How often does a movie come along in which it claims to offer a message to the entire youth of a nation? How often does one claim to speak on behalf of an often marginalized youth who all too often sees a world overly draped in grey and hypocrisy. Dope takes on this difficult task and offers itself as the posterhead for an entire generation.
Malcolm, played by Shameik Moore, is a senior in high school with aspirations to attend Harvard, and will stop at nothing to achieve this goal. Little does he know, he must fold to society’s demands and learn along the way that growing up means learning that responsibility has many grey areas.

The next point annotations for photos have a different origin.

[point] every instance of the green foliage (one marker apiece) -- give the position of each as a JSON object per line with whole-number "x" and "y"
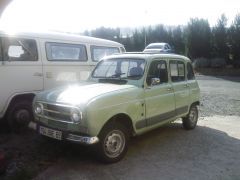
{"x": 196, "y": 40}
{"x": 219, "y": 38}
{"x": 234, "y": 39}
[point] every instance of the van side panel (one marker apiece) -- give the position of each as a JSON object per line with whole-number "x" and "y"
{"x": 18, "y": 77}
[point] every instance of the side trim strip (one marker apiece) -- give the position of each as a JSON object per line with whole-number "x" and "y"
{"x": 162, "y": 117}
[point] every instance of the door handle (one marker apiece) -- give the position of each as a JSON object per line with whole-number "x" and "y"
{"x": 38, "y": 74}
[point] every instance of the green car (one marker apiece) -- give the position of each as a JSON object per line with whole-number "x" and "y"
{"x": 126, "y": 95}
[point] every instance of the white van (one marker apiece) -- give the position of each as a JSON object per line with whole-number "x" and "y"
{"x": 33, "y": 62}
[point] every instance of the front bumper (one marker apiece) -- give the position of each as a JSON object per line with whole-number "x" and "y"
{"x": 69, "y": 136}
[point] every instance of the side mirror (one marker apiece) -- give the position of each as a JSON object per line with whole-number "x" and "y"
{"x": 155, "y": 81}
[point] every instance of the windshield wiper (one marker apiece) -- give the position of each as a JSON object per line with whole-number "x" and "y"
{"x": 134, "y": 76}
{"x": 113, "y": 80}
{"x": 118, "y": 74}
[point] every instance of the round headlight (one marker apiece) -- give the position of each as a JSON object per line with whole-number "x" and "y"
{"x": 38, "y": 109}
{"x": 76, "y": 116}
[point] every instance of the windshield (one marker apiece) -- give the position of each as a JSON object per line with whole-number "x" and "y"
{"x": 154, "y": 47}
{"x": 121, "y": 68}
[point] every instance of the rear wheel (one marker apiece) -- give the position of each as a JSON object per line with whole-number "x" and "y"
{"x": 19, "y": 115}
{"x": 190, "y": 121}
{"x": 113, "y": 143}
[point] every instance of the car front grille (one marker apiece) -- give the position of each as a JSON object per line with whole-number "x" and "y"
{"x": 57, "y": 112}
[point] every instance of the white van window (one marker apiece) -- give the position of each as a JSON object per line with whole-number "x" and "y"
{"x": 16, "y": 49}
{"x": 1, "y": 54}
{"x": 98, "y": 52}
{"x": 66, "y": 52}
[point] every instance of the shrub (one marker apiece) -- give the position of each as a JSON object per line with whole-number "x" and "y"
{"x": 201, "y": 63}
{"x": 218, "y": 62}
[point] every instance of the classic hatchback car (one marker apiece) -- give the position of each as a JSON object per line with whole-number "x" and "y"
{"x": 158, "y": 48}
{"x": 126, "y": 95}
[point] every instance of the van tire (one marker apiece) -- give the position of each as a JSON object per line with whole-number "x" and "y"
{"x": 190, "y": 121}
{"x": 120, "y": 135}
{"x": 19, "y": 115}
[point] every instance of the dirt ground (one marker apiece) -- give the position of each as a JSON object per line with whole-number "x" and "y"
{"x": 211, "y": 151}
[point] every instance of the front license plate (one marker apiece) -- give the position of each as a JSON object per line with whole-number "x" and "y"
{"x": 50, "y": 133}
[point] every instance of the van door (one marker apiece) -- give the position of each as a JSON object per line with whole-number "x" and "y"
{"x": 180, "y": 86}
{"x": 21, "y": 68}
{"x": 159, "y": 97}
{"x": 64, "y": 63}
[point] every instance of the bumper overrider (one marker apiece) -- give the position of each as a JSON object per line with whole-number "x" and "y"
{"x": 62, "y": 135}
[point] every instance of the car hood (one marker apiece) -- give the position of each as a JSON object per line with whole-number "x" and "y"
{"x": 79, "y": 94}
{"x": 153, "y": 50}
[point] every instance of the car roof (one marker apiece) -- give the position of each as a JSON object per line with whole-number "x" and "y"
{"x": 161, "y": 43}
{"x": 148, "y": 56}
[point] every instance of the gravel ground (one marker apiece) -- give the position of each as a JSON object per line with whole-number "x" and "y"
{"x": 219, "y": 96}
{"x": 186, "y": 153}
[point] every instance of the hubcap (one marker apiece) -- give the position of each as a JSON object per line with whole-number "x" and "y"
{"x": 114, "y": 143}
{"x": 193, "y": 116}
{"x": 22, "y": 116}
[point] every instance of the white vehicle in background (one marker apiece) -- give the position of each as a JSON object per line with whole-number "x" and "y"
{"x": 33, "y": 62}
{"x": 158, "y": 48}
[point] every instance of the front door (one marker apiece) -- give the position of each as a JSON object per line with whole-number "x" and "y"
{"x": 180, "y": 85}
{"x": 159, "y": 95}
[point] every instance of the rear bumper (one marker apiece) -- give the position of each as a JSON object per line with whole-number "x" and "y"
{"x": 69, "y": 136}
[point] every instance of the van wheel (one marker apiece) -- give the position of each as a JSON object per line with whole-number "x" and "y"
{"x": 19, "y": 115}
{"x": 113, "y": 144}
{"x": 190, "y": 121}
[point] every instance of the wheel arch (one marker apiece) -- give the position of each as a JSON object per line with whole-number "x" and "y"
{"x": 18, "y": 97}
{"x": 122, "y": 118}
{"x": 196, "y": 103}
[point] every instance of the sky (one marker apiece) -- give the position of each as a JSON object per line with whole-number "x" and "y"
{"x": 80, "y": 15}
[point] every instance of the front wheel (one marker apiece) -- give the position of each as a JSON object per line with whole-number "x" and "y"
{"x": 190, "y": 121}
{"x": 19, "y": 115}
{"x": 113, "y": 143}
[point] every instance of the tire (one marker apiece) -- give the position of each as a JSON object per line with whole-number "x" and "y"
{"x": 19, "y": 115}
{"x": 113, "y": 144}
{"x": 190, "y": 121}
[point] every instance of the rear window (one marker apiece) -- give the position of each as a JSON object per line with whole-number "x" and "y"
{"x": 177, "y": 71}
{"x": 19, "y": 49}
{"x": 66, "y": 52}
{"x": 98, "y": 52}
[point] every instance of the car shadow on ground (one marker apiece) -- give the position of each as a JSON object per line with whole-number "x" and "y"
{"x": 169, "y": 152}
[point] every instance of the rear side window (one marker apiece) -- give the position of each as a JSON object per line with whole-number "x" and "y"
{"x": 158, "y": 69}
{"x": 190, "y": 73}
{"x": 177, "y": 70}
{"x": 19, "y": 49}
{"x": 98, "y": 52}
{"x": 66, "y": 52}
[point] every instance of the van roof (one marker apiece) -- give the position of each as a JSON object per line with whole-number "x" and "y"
{"x": 61, "y": 36}
{"x": 149, "y": 56}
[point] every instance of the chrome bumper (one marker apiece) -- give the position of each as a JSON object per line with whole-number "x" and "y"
{"x": 70, "y": 136}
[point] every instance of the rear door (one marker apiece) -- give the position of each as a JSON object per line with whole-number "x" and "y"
{"x": 21, "y": 68}
{"x": 159, "y": 97}
{"x": 180, "y": 85}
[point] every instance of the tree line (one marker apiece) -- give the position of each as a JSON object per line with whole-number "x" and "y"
{"x": 196, "y": 39}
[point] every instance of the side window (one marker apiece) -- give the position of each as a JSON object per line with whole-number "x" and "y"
{"x": 98, "y": 52}
{"x": 123, "y": 49}
{"x": 190, "y": 73}
{"x": 158, "y": 69}
{"x": 1, "y": 53}
{"x": 177, "y": 70}
{"x": 19, "y": 49}
{"x": 66, "y": 52}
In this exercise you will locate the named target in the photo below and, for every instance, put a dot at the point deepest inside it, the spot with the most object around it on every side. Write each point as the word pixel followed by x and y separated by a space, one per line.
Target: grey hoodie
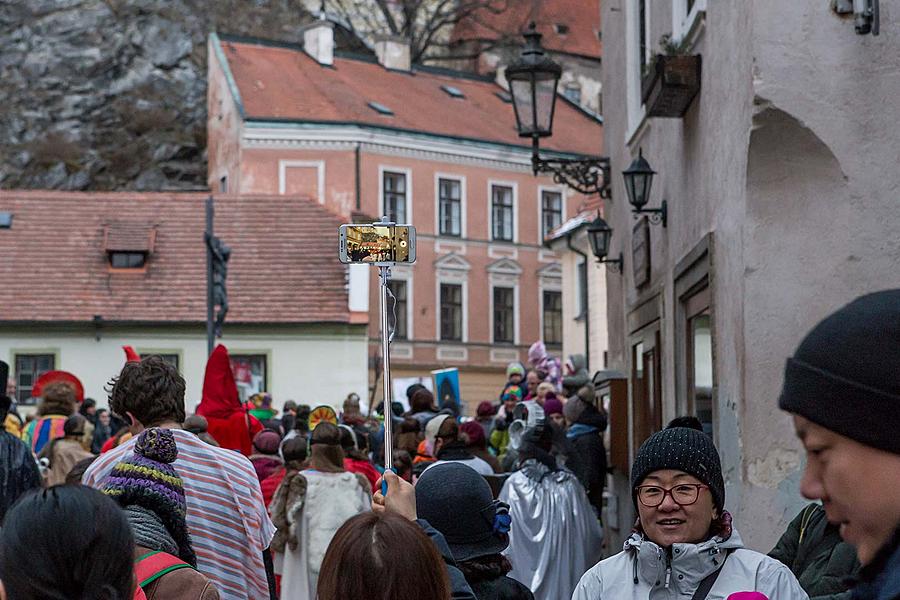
pixel 646 571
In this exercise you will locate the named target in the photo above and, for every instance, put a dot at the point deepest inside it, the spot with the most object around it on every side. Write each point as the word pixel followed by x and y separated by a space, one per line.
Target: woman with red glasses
pixel 683 545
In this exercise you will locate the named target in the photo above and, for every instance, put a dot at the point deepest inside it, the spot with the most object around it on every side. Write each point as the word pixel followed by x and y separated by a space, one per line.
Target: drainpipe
pixel 587 309
pixel 358 201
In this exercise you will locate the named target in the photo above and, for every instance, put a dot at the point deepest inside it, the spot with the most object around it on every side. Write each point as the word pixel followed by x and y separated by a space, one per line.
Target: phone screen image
pixel 377 244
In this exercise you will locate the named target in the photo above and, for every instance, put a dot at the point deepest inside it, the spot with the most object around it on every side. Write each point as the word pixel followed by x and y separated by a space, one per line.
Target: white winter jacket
pixel 644 571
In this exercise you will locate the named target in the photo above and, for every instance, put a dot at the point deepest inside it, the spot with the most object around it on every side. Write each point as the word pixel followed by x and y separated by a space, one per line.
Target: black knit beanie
pixel 844 374
pixel 682 449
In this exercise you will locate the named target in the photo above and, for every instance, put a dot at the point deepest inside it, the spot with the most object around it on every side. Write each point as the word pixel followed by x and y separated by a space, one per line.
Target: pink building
pixel 431 147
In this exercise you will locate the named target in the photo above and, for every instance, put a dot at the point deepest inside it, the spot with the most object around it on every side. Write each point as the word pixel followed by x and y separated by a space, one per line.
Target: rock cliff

Malcolm’s best friends, Diggy (Kiersey Clemons) and Jibb (Tony Revolori), follow him along his adventurous quest to subdue the meaning of life and the reality that confronts him. When not trying to solve how they will overcome the main dilemma, they are rocking out musically, brilliantly adding to the movie’s score, an attentive move by the movies directors and producers, which is very obvious after you find out Pharrell Williams is an executive producer and Sean “Diddy” Combs is a co-executive producer. After all, it may be that music is what can help define this generation.
Director Rick Famuyiwa is also credited for the writing. The story that is presented in the movie follows a very simplistic plotline familiar in much of today’s youthful cinema like in Superbad or Project X, but manages to stand out and alone in it’s morally-at-odds development and twisting of how the story plays out. Dope might not have a humongous presence in the box office rankings, but it will make a splash in the hearts and minds in every one who sees it.
Not only is the story interesting, the actor’s chemistry dynamic, and the soundtrack culturally prevalent, but Dope is able to provide answers to questions many have asked one higher power or the other sometime in their life, authoritatively or spiritually; much philosophy and rhetoric can be found subtly in the subtext and blatantly in the context. We aren’t always allowed to chose the path with the least resistance. Sometimes we are forced to take the beaten narrow path in which we become lost in the distraught, grey area of reality that looms over it.
Go see Dope, in theaters this weekend, and ask yourself, “What would you do if you were Malcolm?”